Winners of 'Asia's Nobel Prize' call for renewed focus on missing activists
Ramon Magsaysay awardees Jong Ungphakorn of Thailand, left, and Lahpai Seng Raw of Myanmar, second from right, join calls for ASEAN states to play an active role in the search for victims of enforced disappearances. Also in the photo are Mary Aileen Bacalso, secretary general of the Asian Federation Against Involuntary Disappearances and Edita Burgos, right, mother of missing Filipino activist Jonas Burgos. (Photo by Joe Torres)
The region must do more as a whole to search for victims of enforced disappearances, recipients of the Ramon Magsaysay award said this week.
This was the call made by Ramon Magsaysay awardees Lahpai Seng Raw and Jon Ungphakorn during a gathering of families of victims of enforced disappearances and human rights activists in Manila on Aug. 27.
Ungphakorn, a London-born Thai nongovernmental organization executive and former Thai senator, said members of the Association of Southeast Asian Nations, or ASEAN, or not doing enough.
"Enforced disappearance is the most cruel crime not only against individuals but also against families, communities, and society," Ungphakorn told ucanews.com in an interview.
"We must all work together," he said, adding that civil society needs to continue to press governments "to become active on this issue".
He was awarded the Ramon Magsaysay Award, Asia's equivalent of the Nobel Prize, for governmental services in 2005.
Ungphakorn said ASEAN, which is set to fully integrate the economies of Southeast Asia later this year, has the obligation to be at the forefront on the disclosure of the whereabouts of victims of enforced disappearances.
Lahpai Seng Raw, a 2013 Ramon Magsaysay Awardee from Myanmar, said "state repression can only be eliminated through the engaged efforts of civil society across the globe".
"Let us not be intimidated by state repression ... We must continue to strive together until a satisfactory explanation of each case of enforced disappearance is achieved and the perpetrators are brought to justice," she told ucanews.com.
Lahpai Seng Raw is founder of Myanmar's largest civil society group, the Metta Development Foundation, which runs health care, agriculture and peace projects in Kachin state.
Social activist Walden Bello, a former member of the Philippine Congress, said the disappeared should be one of the main items on the agenda of the ASEAN community.

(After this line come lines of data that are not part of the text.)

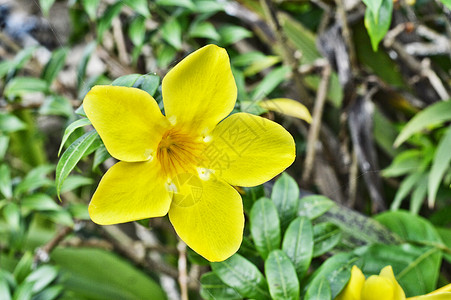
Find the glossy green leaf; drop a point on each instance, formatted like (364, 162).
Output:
(441, 163)
(10, 123)
(140, 6)
(405, 188)
(212, 288)
(137, 31)
(434, 114)
(42, 277)
(45, 6)
(178, 3)
(19, 86)
(282, 279)
(90, 7)
(265, 226)
(314, 206)
(5, 181)
(171, 32)
(94, 274)
(23, 268)
(204, 29)
(270, 82)
(54, 66)
(243, 276)
(72, 156)
(326, 236)
(298, 244)
(105, 21)
(285, 195)
(319, 290)
(378, 23)
(70, 129)
(231, 34)
(337, 271)
(406, 162)
(416, 268)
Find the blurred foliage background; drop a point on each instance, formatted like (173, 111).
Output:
(370, 185)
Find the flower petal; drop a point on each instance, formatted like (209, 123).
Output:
(128, 120)
(128, 192)
(353, 289)
(208, 216)
(248, 150)
(200, 91)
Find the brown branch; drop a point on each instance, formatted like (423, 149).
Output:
(314, 131)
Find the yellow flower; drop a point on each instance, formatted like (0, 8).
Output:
(383, 286)
(185, 162)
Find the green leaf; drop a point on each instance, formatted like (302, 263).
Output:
(56, 105)
(70, 129)
(137, 30)
(298, 244)
(285, 195)
(270, 82)
(405, 188)
(23, 291)
(54, 66)
(326, 236)
(265, 226)
(230, 34)
(319, 290)
(23, 267)
(94, 274)
(18, 86)
(314, 206)
(42, 277)
(5, 181)
(179, 3)
(45, 6)
(140, 6)
(212, 288)
(337, 271)
(10, 123)
(243, 276)
(72, 156)
(377, 24)
(105, 22)
(281, 275)
(90, 7)
(204, 30)
(434, 114)
(406, 162)
(440, 164)
(171, 32)
(415, 268)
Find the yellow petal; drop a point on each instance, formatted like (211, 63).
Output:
(208, 216)
(377, 288)
(353, 289)
(248, 150)
(387, 272)
(128, 120)
(287, 107)
(200, 91)
(128, 192)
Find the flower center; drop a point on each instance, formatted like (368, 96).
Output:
(179, 152)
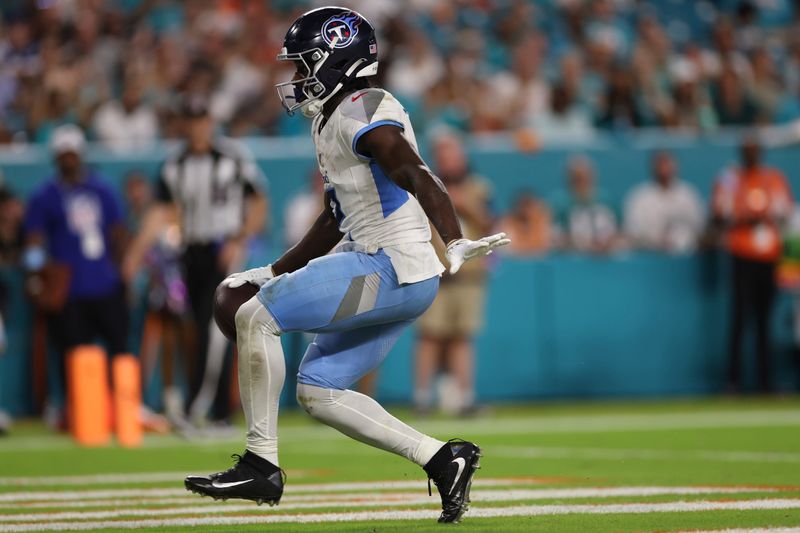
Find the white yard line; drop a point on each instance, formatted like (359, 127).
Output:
(514, 425)
(359, 500)
(91, 479)
(70, 495)
(615, 454)
(484, 512)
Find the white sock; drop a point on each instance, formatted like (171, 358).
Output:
(261, 374)
(362, 418)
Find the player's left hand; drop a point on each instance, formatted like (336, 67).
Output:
(461, 250)
(256, 276)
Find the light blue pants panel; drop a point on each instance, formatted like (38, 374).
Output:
(355, 304)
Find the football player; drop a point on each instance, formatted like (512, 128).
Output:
(358, 300)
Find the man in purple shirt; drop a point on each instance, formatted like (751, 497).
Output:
(75, 220)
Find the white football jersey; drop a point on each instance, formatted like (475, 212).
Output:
(373, 211)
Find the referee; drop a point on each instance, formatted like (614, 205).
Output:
(212, 189)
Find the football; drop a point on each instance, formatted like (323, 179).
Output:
(226, 302)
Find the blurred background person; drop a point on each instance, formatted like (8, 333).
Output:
(528, 225)
(446, 331)
(215, 192)
(12, 212)
(750, 203)
(585, 221)
(665, 213)
(128, 123)
(159, 300)
(75, 220)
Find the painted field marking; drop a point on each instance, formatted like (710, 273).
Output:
(512, 425)
(365, 500)
(614, 454)
(72, 495)
(746, 530)
(480, 512)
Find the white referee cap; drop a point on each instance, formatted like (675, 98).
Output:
(67, 138)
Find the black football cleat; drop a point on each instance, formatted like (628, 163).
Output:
(251, 478)
(451, 470)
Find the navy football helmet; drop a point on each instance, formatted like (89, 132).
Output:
(331, 47)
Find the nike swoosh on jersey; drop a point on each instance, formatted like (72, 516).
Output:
(230, 484)
(461, 462)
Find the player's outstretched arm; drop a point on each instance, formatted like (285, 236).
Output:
(400, 161)
(318, 241)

"We cannot take our liberties for granted, we cannot take for granted that the agencies of the state will not carry out this method of control if they feel it is necessary," he said in a speech before the gathering.
"As ASEAN is slated to become one regional community, a real integrated region, it is incumbent to all of us to say 'stop'," Bello said.
Citizens of ASEAN's 10 member states cannot be proud of having an integrated community if it's one that that tolerates human rights violations, he said.
Families of prominent missing people said it is important to keep fighting for human rights, even of their own loved ones are still missing.
"We know that our pleas fall on deaf ears, but we should continue our search and become witness for others to continue the fight for human rights," said Edita Burgos, mother of missing Filipino activist Jonas Burgos.
Ng Shui Meng, wife of missing Lao development worker Sombath Somphone, told ucanews.com that "there will be no closure to the case of Sombath’s disappearance until answers are found".
Sombath, a 2005 Ramon Magsaysay winner, promoted sustainable agriculture and food security among farming communities in Laos. He disappeared in Vientiane on Dec. 15, 2012.
Close-circuit television footage obtained by Sombath's family showed that he was stopped by the police and was driven away in a car. He has never been seen again.
The Asian Federation Against Involuntary Disappearances issued a statement renewing its call to "surface the disappeared without delay, to bring justice to the perpetrators, to ensure reparation, and to guarantee that enforced disappearance will never be repeated again."
In its 106th session, the United Nations Working Group on Enforced or Involuntary Disappearances examined at least 400 cases of enforced disappearances from 30 countries, including recent ones and updated information on previous cases.
As of 2014, a total of 43,250 cases from 88 countries were under active consideration by the U.N.
Asia has the highest number of cases reported to the U.N.: at least 8,000 in Kashmir; Sri Lanka, 5,676; Philippines, 625; Nepal, 458; Timor Leste, 428; India, 353; Indonesia, 163; Pakistan, 99; Thailand, 71; China, 30; North Korea, 20; Bangladesh, 29; Lao PDR, 2; Myanmar, 2; and Cambodia, 1.
Only four countries in Asia — Japan, Kazakhstan, Iraq, and Cambodia — have so far ratified the International Convention for the Protection of All Persons from Enforced Disappearances, and only Japan has recognized the competence of the Committee on Enforced Disappearances on inter-state complaints, but not on individual cases.
While the Philippines is the first and only country that has a domestic law against enforced disappearances, defining and penalizing enforced or involuntary disappearance, it has not yet signed and ratified the convention, which could have complemented the existing law.